Phoenix Academy is a coeducational secondary school and sixth form located in White City area of Shepherd's Bush, London, England.

==History==
Prior to 1982 there were two schools on the current site of Phoenix High School: Christopher Wren Boys' School and Hammersmith County Girls' School.

In 1982, these two single-sex schools were merged into one co-educational comprehensive school on a single campus. This school was named Hammersmith School, with the two major wings named Wren Wing and County Wing to denote the previous school buildings. At the time of merging, the combined pupil population was 2,200.

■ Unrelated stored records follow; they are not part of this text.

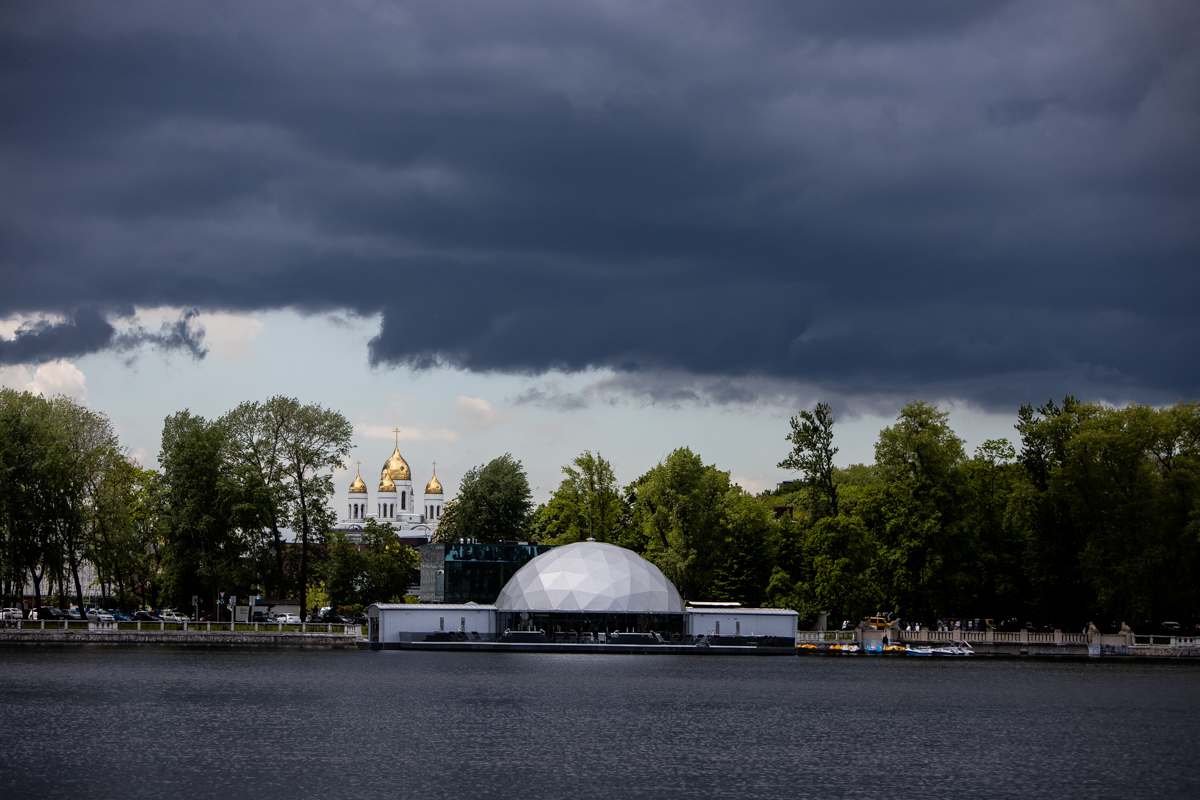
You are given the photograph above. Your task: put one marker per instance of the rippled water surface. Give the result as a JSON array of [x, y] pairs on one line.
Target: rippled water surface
[[157, 722]]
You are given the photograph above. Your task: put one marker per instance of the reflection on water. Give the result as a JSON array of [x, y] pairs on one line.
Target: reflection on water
[[159, 722]]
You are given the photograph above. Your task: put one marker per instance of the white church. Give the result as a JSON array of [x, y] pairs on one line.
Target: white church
[[396, 501]]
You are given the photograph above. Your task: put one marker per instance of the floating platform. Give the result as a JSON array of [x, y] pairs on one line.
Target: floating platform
[[600, 649]]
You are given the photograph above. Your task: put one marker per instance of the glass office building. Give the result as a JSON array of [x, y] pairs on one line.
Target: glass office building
[[472, 572]]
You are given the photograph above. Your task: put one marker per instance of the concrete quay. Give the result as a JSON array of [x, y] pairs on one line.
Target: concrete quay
[[601, 649], [187, 638], [1091, 644]]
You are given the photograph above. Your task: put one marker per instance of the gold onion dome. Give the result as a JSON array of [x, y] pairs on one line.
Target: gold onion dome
[[396, 467], [433, 486]]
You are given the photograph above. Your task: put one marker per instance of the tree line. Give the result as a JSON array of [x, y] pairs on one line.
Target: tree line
[[1096, 517], [1092, 516], [208, 523]]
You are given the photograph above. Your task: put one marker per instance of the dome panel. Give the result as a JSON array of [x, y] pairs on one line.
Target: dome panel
[[593, 577]]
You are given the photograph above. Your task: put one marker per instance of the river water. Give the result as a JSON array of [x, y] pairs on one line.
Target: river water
[[172, 722]]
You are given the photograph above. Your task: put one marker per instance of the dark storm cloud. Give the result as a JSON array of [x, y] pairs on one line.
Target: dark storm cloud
[[88, 331], [994, 202]]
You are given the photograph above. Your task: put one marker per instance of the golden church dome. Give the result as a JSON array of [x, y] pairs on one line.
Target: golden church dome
[[396, 467], [433, 486]]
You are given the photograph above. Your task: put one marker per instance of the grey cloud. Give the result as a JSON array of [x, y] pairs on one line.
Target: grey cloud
[[995, 202], [88, 330]]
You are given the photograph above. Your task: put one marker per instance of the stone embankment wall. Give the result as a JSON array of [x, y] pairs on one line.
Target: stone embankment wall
[[1021, 643], [190, 638]]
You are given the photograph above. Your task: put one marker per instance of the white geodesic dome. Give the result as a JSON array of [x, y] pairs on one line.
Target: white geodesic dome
[[591, 577]]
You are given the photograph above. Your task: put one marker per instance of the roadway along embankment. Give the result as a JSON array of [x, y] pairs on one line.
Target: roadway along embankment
[[190, 638]]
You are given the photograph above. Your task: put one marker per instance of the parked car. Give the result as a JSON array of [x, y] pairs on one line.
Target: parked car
[[48, 612]]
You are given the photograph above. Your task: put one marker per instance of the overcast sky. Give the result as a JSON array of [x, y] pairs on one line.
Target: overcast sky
[[637, 224]]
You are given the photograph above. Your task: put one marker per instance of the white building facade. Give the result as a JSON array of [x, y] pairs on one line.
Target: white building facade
[[396, 501]]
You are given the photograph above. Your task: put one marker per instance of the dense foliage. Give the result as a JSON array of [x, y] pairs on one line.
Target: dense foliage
[[1093, 516], [1097, 517]]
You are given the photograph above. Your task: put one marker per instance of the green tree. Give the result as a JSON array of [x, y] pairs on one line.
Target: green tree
[[813, 453], [678, 519], [586, 504], [743, 566], [202, 551], [315, 439], [378, 570], [255, 439], [493, 503], [913, 516]]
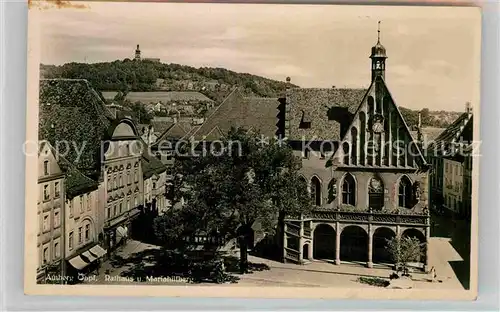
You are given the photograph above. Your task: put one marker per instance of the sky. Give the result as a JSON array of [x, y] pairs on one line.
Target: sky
[[433, 53]]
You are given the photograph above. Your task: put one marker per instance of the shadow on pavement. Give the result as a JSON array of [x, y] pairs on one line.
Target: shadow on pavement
[[462, 271]]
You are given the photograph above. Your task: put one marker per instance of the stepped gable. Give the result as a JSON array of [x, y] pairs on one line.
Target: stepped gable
[[251, 113], [150, 164], [321, 114], [71, 112]]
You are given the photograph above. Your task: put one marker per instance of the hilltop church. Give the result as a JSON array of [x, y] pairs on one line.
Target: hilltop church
[[366, 175]]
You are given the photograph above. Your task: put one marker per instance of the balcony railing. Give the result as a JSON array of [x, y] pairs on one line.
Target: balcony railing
[[364, 217]]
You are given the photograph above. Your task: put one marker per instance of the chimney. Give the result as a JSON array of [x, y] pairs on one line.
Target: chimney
[[150, 135], [112, 108], [419, 127]]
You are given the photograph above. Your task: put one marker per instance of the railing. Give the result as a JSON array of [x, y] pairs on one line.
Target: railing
[[366, 217]]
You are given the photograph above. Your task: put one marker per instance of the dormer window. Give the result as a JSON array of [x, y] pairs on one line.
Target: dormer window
[[305, 122]]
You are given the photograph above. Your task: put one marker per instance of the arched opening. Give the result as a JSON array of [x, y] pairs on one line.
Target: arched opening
[[305, 251], [345, 148], [380, 238], [371, 105], [316, 191], [324, 238], [376, 193], [413, 233], [354, 244], [349, 190], [405, 198], [332, 190], [362, 141], [354, 146]]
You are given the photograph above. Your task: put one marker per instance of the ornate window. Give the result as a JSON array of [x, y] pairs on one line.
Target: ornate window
[[349, 190], [376, 193], [405, 193], [345, 147], [316, 191]]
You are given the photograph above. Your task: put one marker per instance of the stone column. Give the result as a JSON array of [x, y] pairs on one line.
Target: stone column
[[311, 246], [370, 247], [337, 244], [301, 242], [427, 236], [284, 242]]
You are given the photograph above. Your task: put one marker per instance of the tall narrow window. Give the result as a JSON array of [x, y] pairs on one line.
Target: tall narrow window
[[405, 193], [46, 258], [354, 146], [80, 235], [362, 135], [316, 191], [57, 189], [376, 193], [46, 167], [349, 190], [332, 190]]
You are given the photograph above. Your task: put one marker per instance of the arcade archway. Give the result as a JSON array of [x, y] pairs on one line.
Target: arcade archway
[[380, 238]]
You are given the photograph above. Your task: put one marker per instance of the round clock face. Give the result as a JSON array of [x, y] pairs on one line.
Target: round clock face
[[378, 124], [378, 127]]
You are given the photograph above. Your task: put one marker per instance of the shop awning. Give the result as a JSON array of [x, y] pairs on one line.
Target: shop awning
[[98, 251], [89, 256], [78, 263]]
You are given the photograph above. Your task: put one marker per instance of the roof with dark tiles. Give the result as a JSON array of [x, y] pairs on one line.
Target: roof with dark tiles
[[76, 183], [320, 114], [71, 111], [460, 131], [150, 164]]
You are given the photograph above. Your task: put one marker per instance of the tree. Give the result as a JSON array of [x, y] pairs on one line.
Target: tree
[[404, 250], [231, 188]]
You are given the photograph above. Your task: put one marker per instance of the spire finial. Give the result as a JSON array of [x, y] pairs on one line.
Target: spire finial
[[378, 32]]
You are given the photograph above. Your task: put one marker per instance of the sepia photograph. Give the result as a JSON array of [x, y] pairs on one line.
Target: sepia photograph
[[183, 149]]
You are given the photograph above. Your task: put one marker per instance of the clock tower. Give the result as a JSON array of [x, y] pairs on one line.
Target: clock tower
[[378, 58]]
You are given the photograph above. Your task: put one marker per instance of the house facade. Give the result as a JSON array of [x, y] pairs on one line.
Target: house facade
[[366, 175]]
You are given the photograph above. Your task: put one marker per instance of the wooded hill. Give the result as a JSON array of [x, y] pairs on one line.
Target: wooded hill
[[128, 75]]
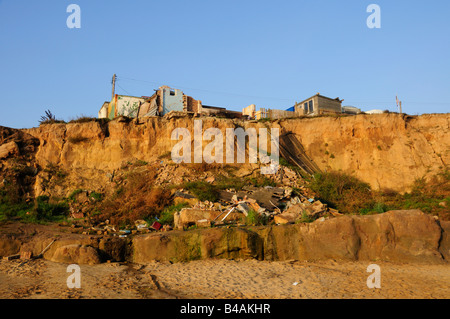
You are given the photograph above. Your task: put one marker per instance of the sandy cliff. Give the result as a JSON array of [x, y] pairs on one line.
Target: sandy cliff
[[388, 151]]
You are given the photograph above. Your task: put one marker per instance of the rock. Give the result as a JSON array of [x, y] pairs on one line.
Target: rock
[[189, 216], [243, 208], [293, 213], [399, 236], [203, 223], [210, 179], [229, 243], [76, 254], [444, 247], [8, 149]]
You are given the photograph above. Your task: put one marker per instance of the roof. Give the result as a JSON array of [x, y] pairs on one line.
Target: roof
[[322, 96]]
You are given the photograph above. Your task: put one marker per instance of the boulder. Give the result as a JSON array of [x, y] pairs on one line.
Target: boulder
[[290, 215], [76, 254], [444, 246], [399, 236], [8, 149], [189, 216]]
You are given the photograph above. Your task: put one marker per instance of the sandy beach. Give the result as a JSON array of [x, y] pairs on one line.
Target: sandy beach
[[223, 279]]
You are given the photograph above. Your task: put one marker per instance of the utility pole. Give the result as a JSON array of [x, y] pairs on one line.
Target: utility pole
[[399, 104], [114, 87]]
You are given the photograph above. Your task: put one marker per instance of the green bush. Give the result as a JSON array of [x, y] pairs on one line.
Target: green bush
[[203, 190], [45, 210], [343, 192], [255, 219]]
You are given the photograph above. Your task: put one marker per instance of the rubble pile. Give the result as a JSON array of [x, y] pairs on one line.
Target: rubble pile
[[277, 205]]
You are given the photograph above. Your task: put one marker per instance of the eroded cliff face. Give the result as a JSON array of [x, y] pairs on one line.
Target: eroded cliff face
[[388, 151]]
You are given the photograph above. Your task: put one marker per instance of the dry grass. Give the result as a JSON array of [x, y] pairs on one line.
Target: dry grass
[[136, 199]]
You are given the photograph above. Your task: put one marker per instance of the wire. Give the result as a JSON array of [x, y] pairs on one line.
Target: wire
[[209, 91], [123, 89]]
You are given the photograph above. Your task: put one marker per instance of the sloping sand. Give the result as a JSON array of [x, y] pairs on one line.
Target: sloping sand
[[223, 279]]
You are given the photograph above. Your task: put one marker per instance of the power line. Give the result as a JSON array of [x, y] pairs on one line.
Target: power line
[[209, 91]]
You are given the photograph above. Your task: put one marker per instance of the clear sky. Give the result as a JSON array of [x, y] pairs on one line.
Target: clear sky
[[225, 53]]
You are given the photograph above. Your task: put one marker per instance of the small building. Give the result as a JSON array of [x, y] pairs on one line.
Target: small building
[[163, 101], [122, 105], [374, 112], [350, 110], [319, 104]]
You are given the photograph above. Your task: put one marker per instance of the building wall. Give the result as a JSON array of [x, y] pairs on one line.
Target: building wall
[[124, 105], [249, 110], [191, 104], [103, 113], [325, 105], [172, 100], [280, 114]]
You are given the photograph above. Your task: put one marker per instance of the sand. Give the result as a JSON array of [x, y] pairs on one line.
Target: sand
[[223, 279]]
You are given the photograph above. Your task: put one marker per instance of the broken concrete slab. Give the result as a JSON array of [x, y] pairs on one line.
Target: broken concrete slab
[[189, 216]]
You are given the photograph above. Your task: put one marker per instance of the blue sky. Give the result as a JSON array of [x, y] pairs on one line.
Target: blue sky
[[225, 53]]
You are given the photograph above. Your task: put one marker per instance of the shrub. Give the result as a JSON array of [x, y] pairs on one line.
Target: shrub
[[83, 119], [166, 216], [255, 219], [203, 190], [50, 211], [77, 139], [343, 192]]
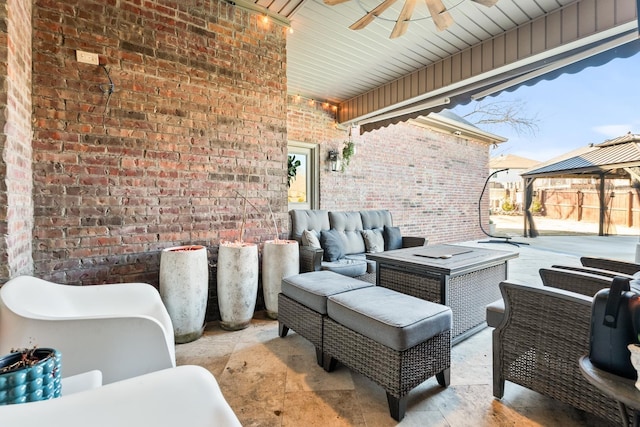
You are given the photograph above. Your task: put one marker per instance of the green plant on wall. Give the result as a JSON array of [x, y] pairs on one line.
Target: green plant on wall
[[347, 152], [293, 164]]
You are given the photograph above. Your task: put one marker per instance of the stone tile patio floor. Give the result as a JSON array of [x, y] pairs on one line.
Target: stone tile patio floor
[[271, 381]]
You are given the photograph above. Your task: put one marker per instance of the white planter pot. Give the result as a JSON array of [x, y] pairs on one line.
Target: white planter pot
[[280, 258], [237, 284], [184, 286], [635, 360]]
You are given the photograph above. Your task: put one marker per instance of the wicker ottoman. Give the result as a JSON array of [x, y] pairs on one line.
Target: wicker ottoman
[[302, 303], [394, 339]]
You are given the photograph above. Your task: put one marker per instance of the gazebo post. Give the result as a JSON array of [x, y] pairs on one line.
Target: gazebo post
[[603, 206]]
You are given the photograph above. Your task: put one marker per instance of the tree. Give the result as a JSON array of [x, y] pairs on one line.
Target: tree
[[508, 113]]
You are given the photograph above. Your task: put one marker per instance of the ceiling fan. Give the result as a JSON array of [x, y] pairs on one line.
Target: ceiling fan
[[441, 17]]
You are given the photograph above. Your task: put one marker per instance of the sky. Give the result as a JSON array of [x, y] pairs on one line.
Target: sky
[[572, 111]]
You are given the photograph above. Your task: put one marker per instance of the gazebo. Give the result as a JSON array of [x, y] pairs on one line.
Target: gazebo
[[613, 159]]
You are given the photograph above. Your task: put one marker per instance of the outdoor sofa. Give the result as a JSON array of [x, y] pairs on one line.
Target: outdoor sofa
[[338, 241]]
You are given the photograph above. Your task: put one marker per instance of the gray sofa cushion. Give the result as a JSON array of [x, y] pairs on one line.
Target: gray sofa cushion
[[392, 238], [332, 243], [371, 265], [375, 219], [347, 266], [312, 289], [316, 219], [349, 224], [310, 238], [396, 320], [373, 240]]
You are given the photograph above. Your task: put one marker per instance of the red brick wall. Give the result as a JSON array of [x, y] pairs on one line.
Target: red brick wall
[[198, 113], [429, 181], [16, 203]]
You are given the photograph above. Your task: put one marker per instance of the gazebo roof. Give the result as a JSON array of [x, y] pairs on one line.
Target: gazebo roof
[[612, 157]]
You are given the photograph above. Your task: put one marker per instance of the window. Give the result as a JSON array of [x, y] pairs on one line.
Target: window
[[304, 188]]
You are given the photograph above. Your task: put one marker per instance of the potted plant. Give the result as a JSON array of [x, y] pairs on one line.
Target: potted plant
[[29, 375], [237, 279], [280, 259], [292, 169], [184, 287], [348, 151]]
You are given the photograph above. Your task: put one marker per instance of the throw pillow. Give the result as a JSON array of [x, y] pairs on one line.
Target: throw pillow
[[309, 238], [392, 238], [331, 242], [373, 241]]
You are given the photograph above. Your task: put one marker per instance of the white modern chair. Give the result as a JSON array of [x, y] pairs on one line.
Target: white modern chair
[[122, 330], [186, 395]]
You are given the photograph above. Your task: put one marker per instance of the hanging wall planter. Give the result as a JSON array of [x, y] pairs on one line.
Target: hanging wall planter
[[30, 375], [184, 285], [237, 277], [280, 258]]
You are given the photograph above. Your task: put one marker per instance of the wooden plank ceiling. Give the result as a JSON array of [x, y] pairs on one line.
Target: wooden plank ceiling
[[370, 76]]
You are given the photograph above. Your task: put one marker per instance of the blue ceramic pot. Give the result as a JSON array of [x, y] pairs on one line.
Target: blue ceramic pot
[[29, 384]]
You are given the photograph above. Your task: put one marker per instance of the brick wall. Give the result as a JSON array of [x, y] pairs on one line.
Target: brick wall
[[198, 114], [429, 181], [16, 203]]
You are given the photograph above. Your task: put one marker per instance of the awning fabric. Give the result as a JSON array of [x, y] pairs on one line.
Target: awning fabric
[[464, 96]]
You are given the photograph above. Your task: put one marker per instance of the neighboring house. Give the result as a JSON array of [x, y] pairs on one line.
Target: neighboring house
[[507, 185], [598, 184], [105, 165]]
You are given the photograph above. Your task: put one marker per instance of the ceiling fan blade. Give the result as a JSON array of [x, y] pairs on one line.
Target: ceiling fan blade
[[403, 19], [487, 3], [366, 19], [441, 17]]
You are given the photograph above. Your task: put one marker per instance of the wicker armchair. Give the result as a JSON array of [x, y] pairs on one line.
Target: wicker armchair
[[581, 282], [543, 334], [610, 264], [593, 270]]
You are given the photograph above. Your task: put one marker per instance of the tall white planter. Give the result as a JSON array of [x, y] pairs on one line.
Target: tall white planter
[[184, 285], [280, 258], [237, 284]]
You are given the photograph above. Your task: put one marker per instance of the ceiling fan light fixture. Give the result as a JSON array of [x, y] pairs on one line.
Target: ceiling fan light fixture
[[439, 13]]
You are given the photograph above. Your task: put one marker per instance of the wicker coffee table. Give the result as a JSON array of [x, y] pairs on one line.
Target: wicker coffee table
[[463, 278]]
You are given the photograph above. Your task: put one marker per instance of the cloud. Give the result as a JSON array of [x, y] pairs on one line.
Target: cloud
[[613, 131]]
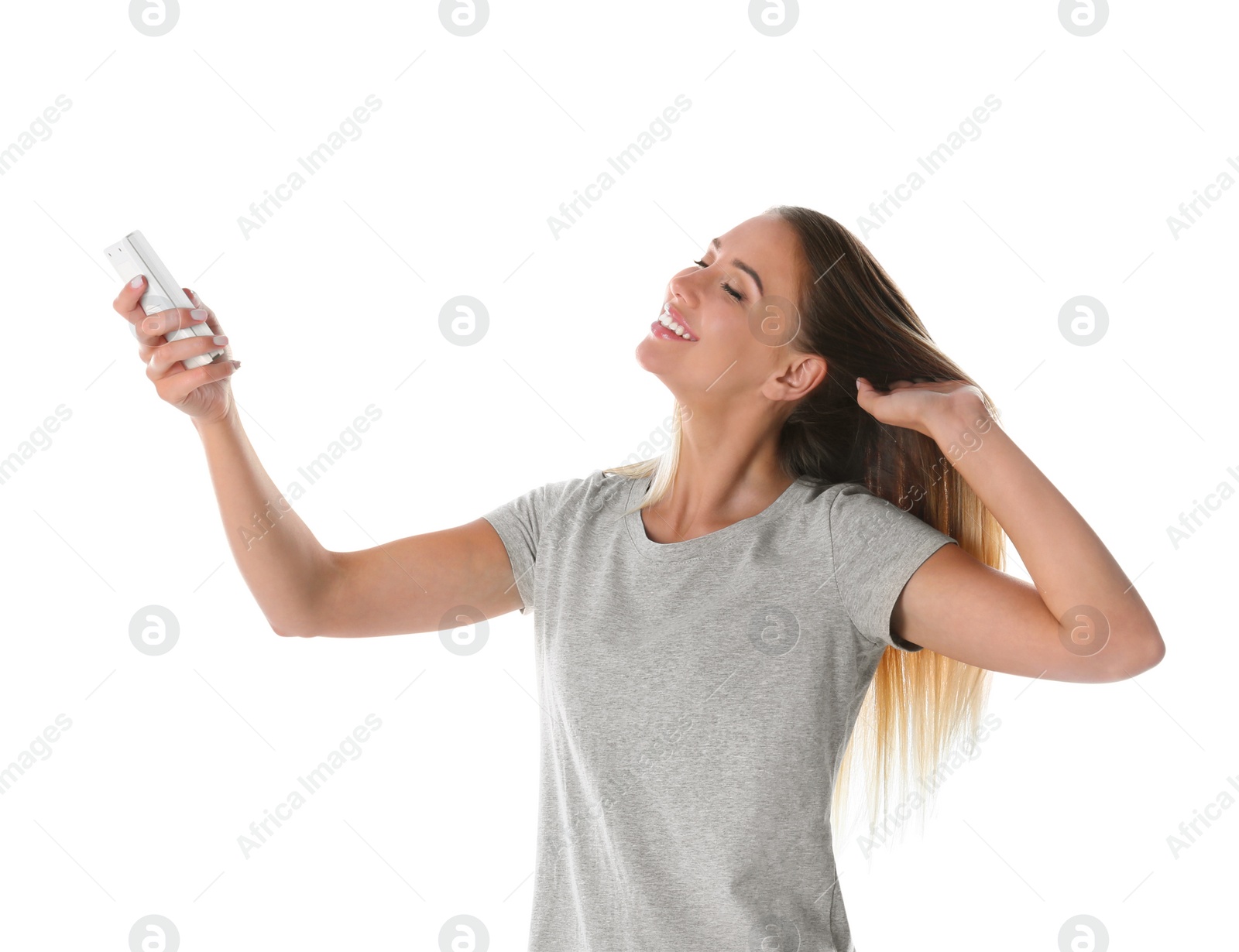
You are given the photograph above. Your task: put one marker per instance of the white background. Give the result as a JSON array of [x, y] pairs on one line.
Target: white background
[[334, 303]]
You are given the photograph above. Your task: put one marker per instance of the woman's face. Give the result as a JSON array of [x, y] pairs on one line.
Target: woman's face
[[737, 309]]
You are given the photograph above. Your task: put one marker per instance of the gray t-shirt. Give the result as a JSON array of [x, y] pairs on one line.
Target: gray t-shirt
[[697, 700]]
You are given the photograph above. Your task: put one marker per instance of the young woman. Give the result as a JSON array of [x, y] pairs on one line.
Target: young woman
[[824, 535]]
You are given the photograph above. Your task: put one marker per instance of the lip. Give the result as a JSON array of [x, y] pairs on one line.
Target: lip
[[679, 320]]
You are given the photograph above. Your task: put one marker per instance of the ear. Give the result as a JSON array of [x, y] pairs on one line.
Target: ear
[[799, 375]]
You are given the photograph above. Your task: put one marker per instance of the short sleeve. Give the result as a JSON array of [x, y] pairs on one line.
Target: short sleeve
[[875, 549], [520, 524]]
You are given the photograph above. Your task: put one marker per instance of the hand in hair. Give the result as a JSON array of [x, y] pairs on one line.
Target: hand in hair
[[918, 404]]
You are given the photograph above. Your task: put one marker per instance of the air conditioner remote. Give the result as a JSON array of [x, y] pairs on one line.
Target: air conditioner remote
[[132, 256]]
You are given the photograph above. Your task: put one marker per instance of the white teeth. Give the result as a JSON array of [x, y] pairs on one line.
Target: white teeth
[[666, 321]]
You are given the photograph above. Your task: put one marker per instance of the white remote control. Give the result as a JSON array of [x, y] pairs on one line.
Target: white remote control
[[132, 256]]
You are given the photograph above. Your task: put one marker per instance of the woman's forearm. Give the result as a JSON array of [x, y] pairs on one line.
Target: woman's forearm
[[278, 555], [1069, 563]]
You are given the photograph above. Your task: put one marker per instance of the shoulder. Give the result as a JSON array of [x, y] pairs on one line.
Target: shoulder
[[584, 495]]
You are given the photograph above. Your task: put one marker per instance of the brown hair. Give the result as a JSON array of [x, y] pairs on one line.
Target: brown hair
[[850, 312]]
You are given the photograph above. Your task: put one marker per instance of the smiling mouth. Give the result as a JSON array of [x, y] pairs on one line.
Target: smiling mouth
[[672, 324]]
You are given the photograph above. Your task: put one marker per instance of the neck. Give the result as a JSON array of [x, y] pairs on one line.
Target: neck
[[729, 471]]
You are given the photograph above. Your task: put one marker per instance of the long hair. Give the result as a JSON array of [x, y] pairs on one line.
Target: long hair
[[852, 313]]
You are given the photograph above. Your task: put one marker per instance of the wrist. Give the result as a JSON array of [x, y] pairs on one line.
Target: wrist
[[962, 425], [217, 423]]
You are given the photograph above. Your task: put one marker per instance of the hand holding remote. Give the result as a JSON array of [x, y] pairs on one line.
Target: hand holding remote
[[204, 392]]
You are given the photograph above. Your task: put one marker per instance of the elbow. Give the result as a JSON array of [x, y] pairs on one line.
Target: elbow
[[291, 633], [1139, 661]]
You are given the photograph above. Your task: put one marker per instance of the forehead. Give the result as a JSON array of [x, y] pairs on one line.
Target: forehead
[[770, 245]]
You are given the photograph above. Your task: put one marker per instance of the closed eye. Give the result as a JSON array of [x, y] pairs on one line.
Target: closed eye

By the early 1990s, both the pupil population and educational standards at Hammersmith School had fallen and it was judged by OFSTED to be a failing school. A relaunching and rebranding of the school to The Hammersmith School failed to improve standards, and in November 1991 a major fire started by pupils in Wren Wing building caused extensive damage.

In 1994 the school had been placed in special measures and was listed as one of the eight most challenging schools in England and the school population had fallen to 500 pupils. 'Superhead' William Atkinson was appointed as headteacher to attempt to turn around the school's fortunes, and it was relaunched as Phoenix High School.

In 2003 it had 759 students, of whom 429 were boys.

In 2007 it was reported by The Guardian to be the "most improved school" in the United Kingdom, judged by "league tables" of results. Headmaster Atkinson was knighted in the 2008 Queen's Birthday Honours for "services to education and community relations".

Following Sir William's departure, the school once again declined into special measures, in May 2016. Following this, Michael Taylor took over the leadership of the school. the school became an academy in September 2016 and was renamed Phoenix Academy. Michael Taylor left at the end of the 2017 academic year, making way for a new leadership team for 2017/18.

==Description==
This is a small academy that is managed by Future Academies Trust, who strongly believe in a knowledge centred curriculum, and one that is focused on the classics normally only taught in private schools. As such all Key Stage 3 pupils are taught Latin, though this is not offered in Key Stage 4. In the sixth form students can study Ancient History and Latin.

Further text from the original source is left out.